My five cents’ worth on these redundant little coins
Five cent coins. You can’t use them in vending machines. You can’t use them in parking meters. And I wouldn’t be surprised if beggars and wishing wells start refusing them next.
The heyday of the Australian five cent coin ended long ago. It’s time to take the echidna out of circulation.
Myki machines don’t even take them! You’d think with all their budget blowouts, they’d gladly take any source of money people jam in the slot.
When was the last time you bought something for five cents? I don’t think I’ve made a five cent purchase since that single candy heart I bought for a primary school crush circa 1995.
And even at the school tuck shop, it was all I could do to avoid being up sold to a ten cent bag of mixed lollies.

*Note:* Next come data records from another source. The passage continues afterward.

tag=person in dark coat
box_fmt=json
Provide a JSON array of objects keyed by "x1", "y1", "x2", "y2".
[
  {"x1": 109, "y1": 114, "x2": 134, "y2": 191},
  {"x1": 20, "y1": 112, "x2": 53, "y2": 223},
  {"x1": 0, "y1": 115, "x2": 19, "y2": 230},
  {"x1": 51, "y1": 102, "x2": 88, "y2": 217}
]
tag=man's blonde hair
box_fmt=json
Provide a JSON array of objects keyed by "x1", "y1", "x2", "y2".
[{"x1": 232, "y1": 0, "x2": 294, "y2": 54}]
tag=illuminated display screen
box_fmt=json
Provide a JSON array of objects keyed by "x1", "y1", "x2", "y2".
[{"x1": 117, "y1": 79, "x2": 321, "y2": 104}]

These days those little coins are completely useless and plain irritating. They just amass in your purse, wallet or pocket. Nobody likes them. The five cent coin is the Gary Busey of Australian currency.

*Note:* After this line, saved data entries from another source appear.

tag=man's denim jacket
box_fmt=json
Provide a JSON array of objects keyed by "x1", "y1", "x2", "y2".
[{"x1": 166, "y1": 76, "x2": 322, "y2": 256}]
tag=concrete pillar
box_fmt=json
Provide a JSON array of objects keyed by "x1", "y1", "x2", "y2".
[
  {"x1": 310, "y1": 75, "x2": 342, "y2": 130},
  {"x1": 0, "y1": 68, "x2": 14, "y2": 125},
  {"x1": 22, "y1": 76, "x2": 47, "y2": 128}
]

Some people don’t even bother picking them up off the ground if they drop one. Evidentially, the act of bending over in 2012 is worth at least 20 cents.
Plenty of businesses try to discourage their use through setting prices at 10 cent intervals. And if you’re five cents short at the supermarket, you can usually get away with it. So what’s the hold up?

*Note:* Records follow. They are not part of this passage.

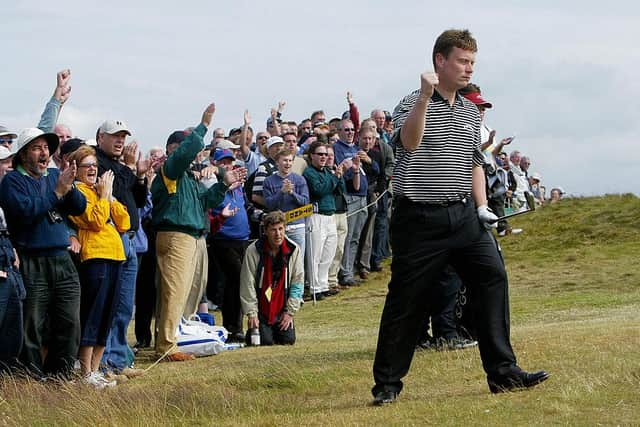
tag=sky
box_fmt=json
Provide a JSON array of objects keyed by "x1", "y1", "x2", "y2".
[{"x1": 2, "y1": 1, "x2": 638, "y2": 196}]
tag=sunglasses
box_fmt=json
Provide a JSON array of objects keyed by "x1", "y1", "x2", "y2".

We made the choice to ditch one and two cent coins 20 years ago. It’s the natural cycle of inflation. Prices keep going up and eventually the smaller denominations become practically worthless, ultimately of interest only to museums and collectors.
Unbelievably, just like rowing at the Olympics, the abolition of the five cent coin is yet another area where New Zealand beats Australia. The Kiwis got rid of theirs in 2006.
But the Royal Australian Mint still churns out up to 300 million five cent pieces a year. More than any other coin. That’s 13 five cent coins for each Australian.
Someone needs to set an example. If I get one in my change, I’m not taking it with me. It’s going straight into the tip jar or it’s being left on the counter.
It’s just like that episode of Seinfeld where Kramer decides he’s ready for daylight saving, so he puts his watch forward an hour all on his own.
So that’s it, Mint. I’m doing a Kramer! From now on, David M. Green does not do five cent coins.